Le gouvernement péruvien vient de donner le feu vert à la compagnie Perenco pour exploiter des gisements de pétrole considérés comme la plus grande découverte depuis ces trente dernières années
au Pérou.
Perenco nie la présence d'Indiens isolés dans cette région, en dépit de la confirmation de leur existence par les gouvernements péruvien et équatorien, la compagnie qui opérait auparavant sur ce
territoire (Barrett Resources) et les organisations indigènes.

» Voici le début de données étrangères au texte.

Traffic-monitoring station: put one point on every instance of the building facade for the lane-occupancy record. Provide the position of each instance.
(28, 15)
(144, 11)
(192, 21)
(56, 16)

Le gouvernement équatorien avait même affecté la somme de 38 000 dollars pour protéger ces peuples et Barrett avait reconnu que le
contact avec eux était "probable".
L'AIDESEP, l'organisation indigène nationale, s'oppose fermement aux projets de Perenco. Elle a fait appel à la Commission interaméricaine des droits de l'homme, l'institution majeure en matière
des droits de l'homme en Amérique latine, l'exhortant à empêcher Perenco de mener ses opérations de forage dans cette région.
Malgré cela, Perenco compte construire quatorze puits de pétrole et envoyer de 1400 à 1680 ouvriers sur ce territoire. Le contact avec les Indiens isolés risque de provoquer de violents
conflits et même leur décimation, ces derniers n'ayant aucune immunité contre les maladies qui leur seront inévitablement transmises.
Ce nouveau projet suit de près une affaire dans laquelle Perenco avait été impliqué l'an dernier en République Démocratique du Congo et qui a eu des répercussions médiatiques internationales. Des
pêcheurs locaux qui protestaient contre sa politique environnementale et la destruction de leurs filets de pêche avaient pris d'assaut l'une de ses plates-formes pétrolières.